Strange things I have in head that will to hand,
Which must be acted ere they

may be scanned.

Strange things indeed. Gordon must wait: for the next few years, this government will be fuelled by Blair's personal ambition; and there are few more powerful forces in politics than that. The rest of us had better fasten our seat belts: it's going to be a bumpy ride.

Given all the talk of coded speeches from the platform, it might be an idea to have a political interpreter at the side of the stage relaying in sign language what's really being said. Certainly it's a practice used over the years to help people with hearing difficulties (genuine ones, not the selective deafness that afflicts the party leader). A couple of years ago, Labour decided to experiment with surtitles above the stage. As the speakers addressed the conference, their words were transcribed - in real time - on to a screen behind the speaker's head. A good idea, or so it seemed, until Ian McCartney started his speech. A combination of his high-pitched Scottish accent and the speed of his delivery defeated the transcribers, with the result that the words that appeared on the screen bore only a passing resemblance to what he was saying.
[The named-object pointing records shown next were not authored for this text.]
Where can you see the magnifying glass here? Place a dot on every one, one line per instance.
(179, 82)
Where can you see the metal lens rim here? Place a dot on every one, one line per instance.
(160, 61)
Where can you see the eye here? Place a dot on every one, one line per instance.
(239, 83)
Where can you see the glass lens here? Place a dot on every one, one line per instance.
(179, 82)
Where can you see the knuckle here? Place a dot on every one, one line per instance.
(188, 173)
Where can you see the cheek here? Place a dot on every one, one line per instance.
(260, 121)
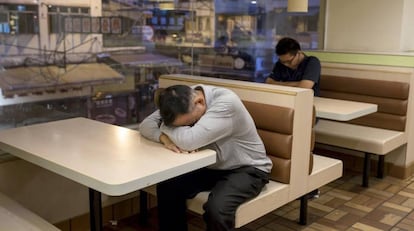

It then dawned on the horrified organisers that if the system was struggling to follow McCartney, the appearance of John Prescott the following day would cause it to blow up entirely. The surtitles duly came down, and the Deputy PM's speech was relayed in sign language as usual. Ironic, when you consider that Prescott himself has slightly impaired hearing. Probably the result of years spent in the Blair/Brown crossfire.

Back to the Tory Leadership Race (can it really be called a "race" - except in the sense of sack race, or that embarrassing sports day event, the fathers' race?). Anyway, by a happy coincidence, the contest coincides with the finals of the ITV talent show The X Factor, where wannabe pop stars are selected and groomed by a panel of Simon Cowell, Sharon Osbourne and the other bloke. It's hard to think of any of the Tory hopefuls having the X Factor, though Ken Clarke and Malcolm Rifkind can at least boast the Ex Factor. But it still seems to me that the Conservatives need to decide what sort of party they want to be before they choose the next leader. Withdrawal timetables are the flavour of the month at the moment (Iraq, Gaza, Tony Blair) but Michael Howard's exit strategy is by some margin the most urgent ("I'm a Calamity, get me out of here"). He rather movingly told his conference last year that this country had given him everything and he wanted to put "just a little bit back". Well, he wasn't exaggerating there, was he?

Advertisers like to refer to the contents of your iPod as "the soundtrack of your life". I've got David Davis, Simon Hughes and Hazel Blears on mine. Something, somewhere has gone terribly wrong. The thought occurs that I should change either my life or my iPod. Or both.